The consequences of mythomania accumulate over time and tend to be severe. Because lies grow from initial fabrications into increasingly elaborate stories, maintaining them becomes an all-consuming effort. Relationships erode as partners, friends, and family members discover inconsistencies. Professional credibility collapses when coworkers or employers catch contradictions.

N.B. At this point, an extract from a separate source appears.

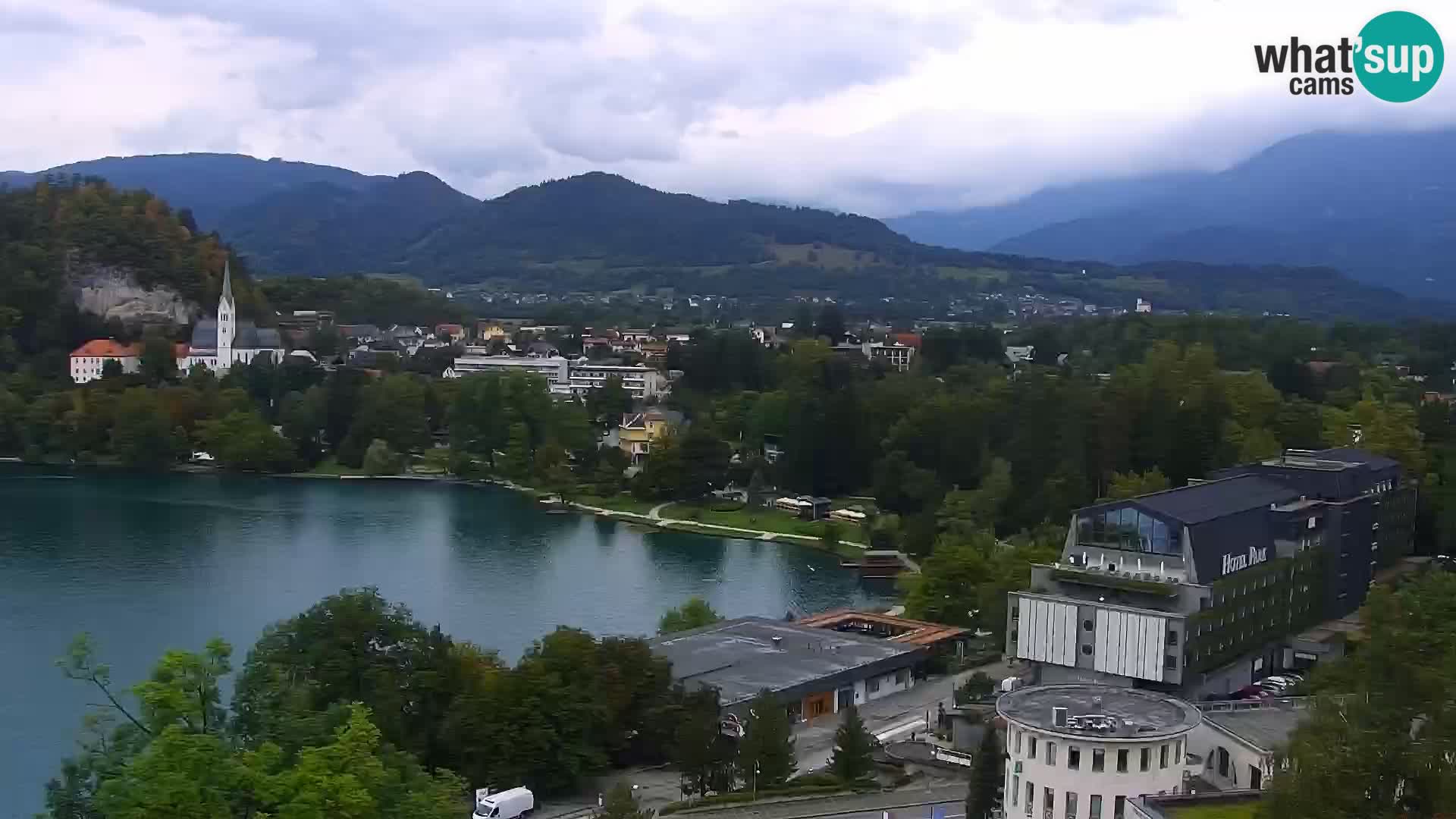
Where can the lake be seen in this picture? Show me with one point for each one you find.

People with mythomania often experience significant distress, not from guilt in the traditional sense, but from the anxiety of managing a web of fabrications and the fallout when deceptions are uncovered. Relational conflict is one of the most commonly reported sources of suffering. The compulsive nature of the behavior means that even after painful consequences, the person may find themselves unable to stop, which creates a cycle of lying, discovery, conflict, and further anxiety that drives more lying.

Treatment Options

Because mythomania lacks a formal standalone diagnosis, there is no standardized treatment protocol. Therapy typically focuses on the underlying conditions that accompany it, such as personality disorders, anxiety, or trauma. Cognitive behavioral therapy can help a person identify the triggers and thought patterns that precede lying episodes, develop alternative coping strategies, and gradually build tolerance for the anxiety that arises when they resist the urge to fabricate.

One of the biggest barriers to treatment is that many people with mythomania don’t seek help on their own. The nature of the condition, where the person often believes their own stories, means they may not recognize the behavior as a problem until relationships or careers have already been damaged. When they do engage in therapy, progress depends heavily on building enough self-awareness to catch the impulse to fabricate before the story takes shape. This is a slow process, often spanning years, but people who stay engaged in treatment can develop significantly more control over the behavior.